Why The Creator Of Fritos Didn't Eat His Own Product

Fritos founder Charles Elmer Doolin used his own hybrid corn to create the addictive chips. He never stopped experimenting. His daughter, Kaleta Doolin's husband, told NPR, "He had lots of hidden kitchens. He had the kitchen off to the side of his office. He had the kitchen at home. He had factories, and on the counter, he had a line of Bunsen burners with little tripods with metal trays on top of them... he was always experimenting, mixing up new flavors." Doolin was "obsessed," with Fritos said his daughter Kaleta (via NPR). But even though Fritos became such a big part of Kaleta's childhood, she hardly ever ate them. 

"I never brought Fritos to school," recalled Doolin's daughter. Instead, she brought healthy snacks, like yogurt and figs. Neither, it seems, did Charles Elmer Doolin normally eat Fritos or bring them home. "When we did [have them at home], Dad brought them off the conveyor belt with no salt on them," Kaleta Doolin remembered. Why the aversion to his invention?  The Fritos founder was a vegetarian and raised his family on a veggie diet. His dietary convictions, however, went much further than just meat-free. He was an avid follower of health food guru, Dr. Herbert M. Shelton. Shelton was the founder of the Natural Hygiene Health Movement (via Health Science) and an unwavering proponent of a plant-based diet. Salt and cornmeal? According to Shelton, both were dietary evils. 

Why Herbert Shelton rejected processed corn and salt

"Is salt a necessity of life?," asked Herbert M. Shelton in The Hygienic System. Yes, if you ask us. Salt is fundamental for the french fries, mozzarella sticks, onion rings, and fried shrimp that are among life's absolute necessities. Shelton would vehemently disagree. "We contend not only that the only salts that are useful to the body are those contained in foods, but also that if salts are taken in any other form they are positively injurious," he concluded. 

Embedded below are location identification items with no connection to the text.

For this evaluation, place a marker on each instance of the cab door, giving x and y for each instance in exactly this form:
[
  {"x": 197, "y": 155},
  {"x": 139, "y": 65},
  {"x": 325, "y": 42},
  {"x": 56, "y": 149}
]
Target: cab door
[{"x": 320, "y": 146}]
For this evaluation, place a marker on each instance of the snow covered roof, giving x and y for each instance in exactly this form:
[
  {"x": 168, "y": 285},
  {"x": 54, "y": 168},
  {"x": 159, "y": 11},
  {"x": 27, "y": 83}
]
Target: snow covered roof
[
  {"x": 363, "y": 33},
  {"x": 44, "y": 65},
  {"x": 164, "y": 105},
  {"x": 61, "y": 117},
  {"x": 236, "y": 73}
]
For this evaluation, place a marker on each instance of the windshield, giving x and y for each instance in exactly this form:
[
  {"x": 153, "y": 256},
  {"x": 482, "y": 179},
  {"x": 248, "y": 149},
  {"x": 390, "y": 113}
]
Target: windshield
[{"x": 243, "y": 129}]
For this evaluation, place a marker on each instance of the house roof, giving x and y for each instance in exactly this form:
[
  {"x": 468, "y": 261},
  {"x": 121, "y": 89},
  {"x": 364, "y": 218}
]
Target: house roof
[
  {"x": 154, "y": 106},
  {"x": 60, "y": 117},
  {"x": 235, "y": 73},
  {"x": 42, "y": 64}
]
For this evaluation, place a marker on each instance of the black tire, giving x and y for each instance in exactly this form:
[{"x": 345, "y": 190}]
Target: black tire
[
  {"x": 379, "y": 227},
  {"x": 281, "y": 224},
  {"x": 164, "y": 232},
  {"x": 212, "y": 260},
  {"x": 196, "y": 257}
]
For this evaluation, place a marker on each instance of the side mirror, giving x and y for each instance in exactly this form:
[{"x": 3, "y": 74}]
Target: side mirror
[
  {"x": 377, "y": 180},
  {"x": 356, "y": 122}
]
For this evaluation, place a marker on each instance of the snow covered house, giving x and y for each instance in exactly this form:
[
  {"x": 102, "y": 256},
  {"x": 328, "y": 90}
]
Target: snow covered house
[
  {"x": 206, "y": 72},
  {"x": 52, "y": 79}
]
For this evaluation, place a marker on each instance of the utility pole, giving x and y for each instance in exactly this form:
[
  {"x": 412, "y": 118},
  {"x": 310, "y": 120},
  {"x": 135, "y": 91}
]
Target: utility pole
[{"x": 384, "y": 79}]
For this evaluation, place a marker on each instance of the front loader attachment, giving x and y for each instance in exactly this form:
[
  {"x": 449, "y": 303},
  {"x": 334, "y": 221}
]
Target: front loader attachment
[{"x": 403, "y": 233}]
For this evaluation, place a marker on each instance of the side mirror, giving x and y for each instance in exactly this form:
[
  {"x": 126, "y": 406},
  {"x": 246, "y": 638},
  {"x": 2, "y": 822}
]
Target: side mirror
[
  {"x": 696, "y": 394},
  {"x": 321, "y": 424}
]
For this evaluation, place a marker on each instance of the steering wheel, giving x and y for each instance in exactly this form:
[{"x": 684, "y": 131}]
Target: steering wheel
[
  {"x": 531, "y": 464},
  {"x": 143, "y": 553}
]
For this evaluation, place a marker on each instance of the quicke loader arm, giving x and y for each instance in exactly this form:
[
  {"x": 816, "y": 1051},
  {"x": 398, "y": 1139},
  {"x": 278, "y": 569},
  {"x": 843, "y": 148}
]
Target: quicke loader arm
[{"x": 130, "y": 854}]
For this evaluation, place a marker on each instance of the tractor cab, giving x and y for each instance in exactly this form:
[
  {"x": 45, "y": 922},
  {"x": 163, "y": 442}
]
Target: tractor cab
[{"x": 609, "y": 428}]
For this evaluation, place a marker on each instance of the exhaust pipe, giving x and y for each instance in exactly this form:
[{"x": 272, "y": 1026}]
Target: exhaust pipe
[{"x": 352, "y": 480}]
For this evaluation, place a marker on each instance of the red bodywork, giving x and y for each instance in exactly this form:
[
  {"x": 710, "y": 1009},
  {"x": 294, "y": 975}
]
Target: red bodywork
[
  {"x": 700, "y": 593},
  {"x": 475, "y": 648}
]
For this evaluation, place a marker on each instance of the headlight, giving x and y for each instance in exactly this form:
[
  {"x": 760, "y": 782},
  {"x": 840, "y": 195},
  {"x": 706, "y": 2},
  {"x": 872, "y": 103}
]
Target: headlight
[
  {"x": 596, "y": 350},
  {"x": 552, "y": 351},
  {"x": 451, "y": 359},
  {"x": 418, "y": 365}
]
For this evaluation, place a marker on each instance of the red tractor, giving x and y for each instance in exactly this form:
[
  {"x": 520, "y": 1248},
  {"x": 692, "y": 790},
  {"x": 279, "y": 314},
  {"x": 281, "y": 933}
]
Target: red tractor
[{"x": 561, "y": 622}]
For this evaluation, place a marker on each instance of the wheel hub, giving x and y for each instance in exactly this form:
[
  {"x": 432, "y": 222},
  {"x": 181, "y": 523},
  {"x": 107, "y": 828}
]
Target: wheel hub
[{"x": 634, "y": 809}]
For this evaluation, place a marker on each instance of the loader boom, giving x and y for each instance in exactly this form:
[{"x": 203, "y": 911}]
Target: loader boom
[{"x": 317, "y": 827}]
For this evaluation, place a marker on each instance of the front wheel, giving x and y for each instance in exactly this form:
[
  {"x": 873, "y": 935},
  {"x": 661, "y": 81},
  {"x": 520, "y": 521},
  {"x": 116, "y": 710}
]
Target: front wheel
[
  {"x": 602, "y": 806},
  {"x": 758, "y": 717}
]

Shelton's assessment of processed corn was just as scathing. Degerminated cornmeal, he said in his book, along with "a whole long list of processed, refined and over-cooked foods ... are devoid of vitamins as they are deficient in minerals." Shelton went on to argue that "animals fed on ... corn syrup, corn grits ... corn starch, corn flakes, and other such foods possessing a high fuel value, sicken and die." It's safe to say that Fritos, which are both heavily salted and made out of deep-fried cornmeal, would not have made Herbert M. Shelton's list of go-to foods. So Charles Elmer Doolin was just following the doctor's orders.